The thing that ticks me off with some of the fanboyish remarks about Ethereum is that they paint a misleading picture for non-technical people. It also doesn't help that quite a few bitcoin-media-sites seem to be really happy to be a fanboy instead of taking a more objective approach, or even mentioning other possible solutions to the same problem(s).
I'm also uncomfortable with the way the E-team is selling their idea, centering around the buzzword "Turing-completeness" suggesting that they can do absolutely everything, while all other coins are somehow "incomplete" or incapable of doing what's theoretically possible in Ethereum. That does not make them a scam, but I do feel they are deceiving people when they do not make the limitations and risks very clear.
To give one ridiculous example I've heard a E-spokesperson say, is how they could "easily" replicate Wall Street with a few basic math-functions in an Ethereum script. The way it was said gives people the idea that you could run Wall Street and everything else on top of Ethereum, which is of course completely unrealistic if you consider bandwidth, speed, reliability, etcetera, especially if you want to use the E-network for other things as well. Another one I've heard is that you could run all other alt-coins on top of Ethereum, which also makes no sense at all.
YarkoLs' naming it another experiment for smart-contracts on top of a blockchain, is one of the most accurate ones I've heard and also makes the target niche-market very clear. Mastercoin and Ethereum could be considered competitors in the same market. Still I don't think this will make the limitations of Ethereum clear to everyone, nor that Ethereum cannot and will not do everything people are ascribing to it. Most of the pie-in-the-sky ideas I've heard as examples of things-you-could-do on Ethereum seem to be more efficiently written in a couple of Turing-complete languages on their own blockchain either via merged mining (not only in line with Satoshis ideas, but seems to be the consensus among the current bitcoin-devs as well), written from scratch, or with the help of something like the DAC-toolkits in development at Invictus/Bitshares.
EDIT
Somewhat related to this subject, I just took a look at bitshares.org and even though it appears to be wip, it does look like a nice effort to combine and discuss ideas to create practical decentralized solutions. From a quick scan of their website-in-construction and most forum posts by the devs, they appear to be fairly neutral and willing to look at all solutions, even ones not developed by them.

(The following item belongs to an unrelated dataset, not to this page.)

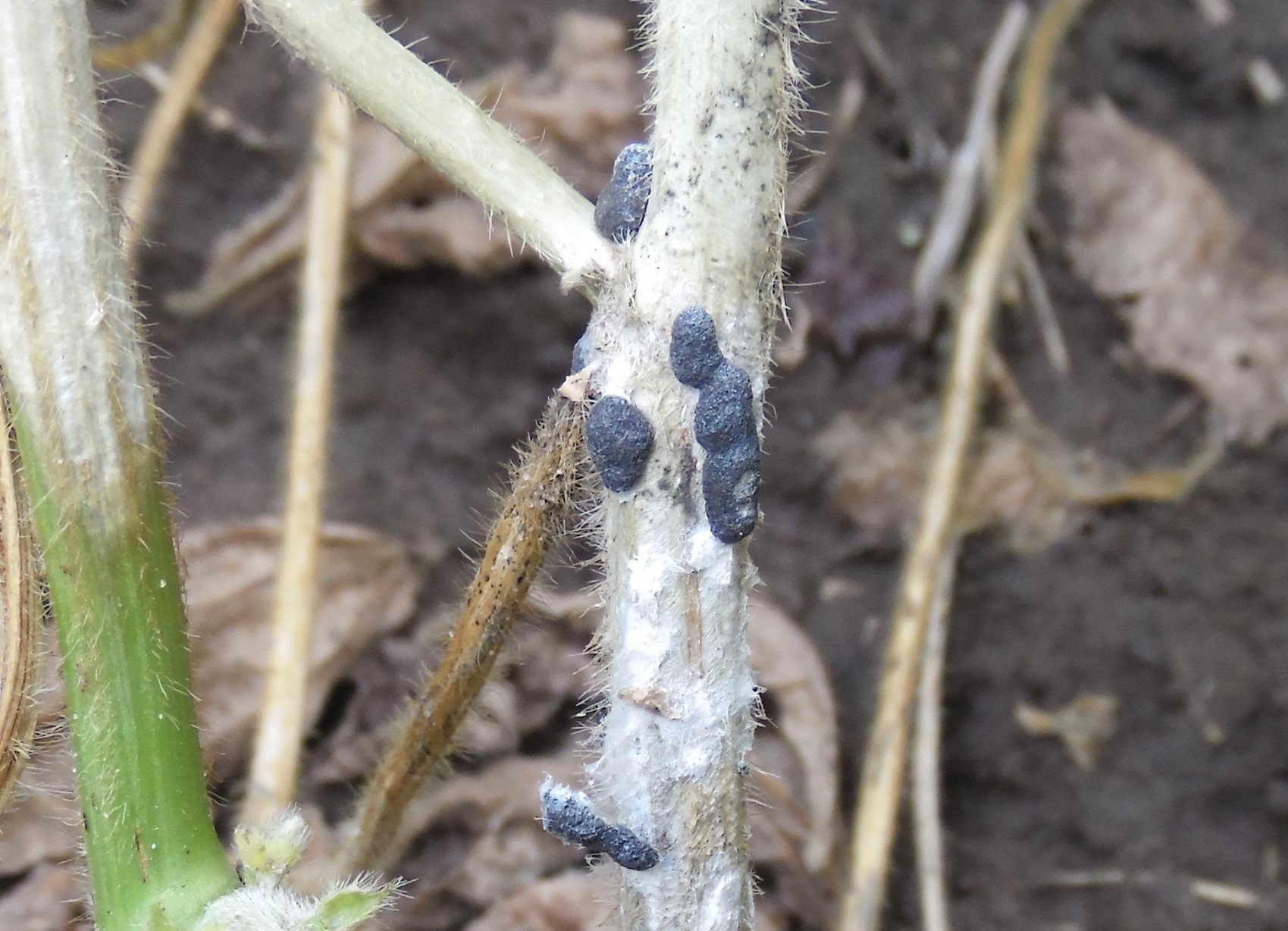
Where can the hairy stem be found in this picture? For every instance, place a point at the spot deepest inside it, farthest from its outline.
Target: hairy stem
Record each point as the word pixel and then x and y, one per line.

One big plus in my book is how the projects-website lists "competitors" (Namecoin, Ripple, NXT, Ethereum and probably others) in the respective categories at the bottom, without belittling them or subjective connotations (that I could see at first glance anyway). Some of the projects being discussed on their forums also looked very interesting, especially their discussion about an alternative proof of stake that seems to be a mix of ripple, nxt and decentralized mining-pools.